If I used a stable sorting algorithm, I would be guaranteed to get the first option, which is what I'm after.
An example:
Say you have a data structure that contains pairs of phone numbers and employees who called them. A number/employee record is added after each call. Some phone numbers may be called by several different employees.
Furthermore, say you want to sort the list by phone number and give a bonus to the first 2 people who called any given number.
If you sort with an unstable algorithm, you may not preserve the order of callers of a given number, and the wrong employees could be given the bonus.
A stable algorithm makes sure that the right 2 employees per phone number get the bonus.
It means if you want to sort by Album, AND by Track Number, that you can click Track number first, and it's sorted - then click Album Name, and the track numbers remain in the correct order for each album.
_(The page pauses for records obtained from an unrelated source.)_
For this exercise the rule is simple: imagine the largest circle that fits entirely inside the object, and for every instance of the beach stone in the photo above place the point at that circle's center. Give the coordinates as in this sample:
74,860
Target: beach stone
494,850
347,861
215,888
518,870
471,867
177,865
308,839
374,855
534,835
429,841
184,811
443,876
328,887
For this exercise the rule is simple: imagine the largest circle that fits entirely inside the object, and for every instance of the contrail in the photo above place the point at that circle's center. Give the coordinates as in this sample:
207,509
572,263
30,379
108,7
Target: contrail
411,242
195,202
One case is when you want to sort by multiple keys. For example, to sort a list of first name / surname pairs, you might sort first by the first name, and then by the surname.
If your sort was not stable, then you would lose the benefit of the first sort.
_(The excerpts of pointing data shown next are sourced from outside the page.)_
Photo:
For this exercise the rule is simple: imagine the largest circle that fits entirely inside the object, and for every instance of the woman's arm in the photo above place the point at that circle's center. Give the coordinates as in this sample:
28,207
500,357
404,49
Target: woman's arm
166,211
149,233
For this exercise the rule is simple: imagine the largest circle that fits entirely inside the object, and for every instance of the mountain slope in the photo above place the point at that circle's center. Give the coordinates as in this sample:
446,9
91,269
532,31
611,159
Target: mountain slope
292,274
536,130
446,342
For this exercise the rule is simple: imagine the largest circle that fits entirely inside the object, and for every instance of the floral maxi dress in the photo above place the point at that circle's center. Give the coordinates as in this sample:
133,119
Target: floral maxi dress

The advantage of stable sorting for multiple keys is dubious, you can always use a comparison that compares all the keys at once. It's only an advantage if you're sorting one field at a time, as when clicking on a column heading - Joe Koberg gives a good example.
Any sort can be turned into a stable sort if you can afford to add a sequence number to the record, and use it as a tie-breaker when presented with equivalent keys.
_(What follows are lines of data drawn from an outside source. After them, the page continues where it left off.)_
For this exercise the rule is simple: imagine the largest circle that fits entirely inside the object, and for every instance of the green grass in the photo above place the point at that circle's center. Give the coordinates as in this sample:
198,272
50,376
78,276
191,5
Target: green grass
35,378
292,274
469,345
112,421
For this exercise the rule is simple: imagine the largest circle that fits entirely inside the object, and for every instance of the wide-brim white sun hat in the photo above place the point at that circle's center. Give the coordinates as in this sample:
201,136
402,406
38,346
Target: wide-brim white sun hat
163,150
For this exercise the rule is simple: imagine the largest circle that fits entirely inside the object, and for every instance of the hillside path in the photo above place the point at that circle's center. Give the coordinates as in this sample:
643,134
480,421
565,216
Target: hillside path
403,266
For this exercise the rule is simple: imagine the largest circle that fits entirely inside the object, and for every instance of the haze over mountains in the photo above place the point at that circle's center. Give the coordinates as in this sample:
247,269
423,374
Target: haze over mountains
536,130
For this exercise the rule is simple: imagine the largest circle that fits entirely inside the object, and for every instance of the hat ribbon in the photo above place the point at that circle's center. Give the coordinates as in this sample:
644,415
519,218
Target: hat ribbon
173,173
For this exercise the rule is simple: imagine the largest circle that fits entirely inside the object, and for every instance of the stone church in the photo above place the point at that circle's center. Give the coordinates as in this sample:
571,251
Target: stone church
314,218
The biggest advantage comes when the original order has some meaning in and of itself. I couldn't come up with a good example, but I see JeffH did so while I was thinking about it.
Let's say you are sorting on an input set which has two fields, and, you only sort on the first. The '|' character divides the fields.
In the input set you have many entries, but, you have 3 entries that look like
.
.
.
AAA|towing
.
.
.
AAA|car rental
.
.
.
AAA|plumbing
.
.
.
Now, when you get done sorting you expect all the fields with AAA in them to be together.
A stable sort will give you:
.
.
.
AAA|towing
AAA|car rental
AAA|plumbing
.
.
.
ie, the three records which had the same sort key, AAA, are in the same order in the output that they were in the input. Note that they are not sorted on the second field, because you didn't sort on the second field in the record.
An unstable sort will give you:
.
.
.
AAA|plumbing
AAA|car rental
AAA|towing
.
.
.
Note that the records are still sorted only on the first field, and, the order of the
second field differs from the input order.
An unstable sort has the potential to be faster. A stable sort tends to mimic what non-computer scientist/non-math folks have in their mind when they sort something. Ie, if you did an insertion sort with index cards you would most likely have a stable sort.
You can't always compare all the fields at once. A couple of examples: (1) memory limits, where you are sorting a large disk file, and there isn't room for all the fields of all records in main memory; (2) Sorting a list of base class pointers, where some of the objects may be derived subclasses (you only have access to the base class fields).
Also, stable sorts have deterministic output given the same input, which can be important for debugging and testing.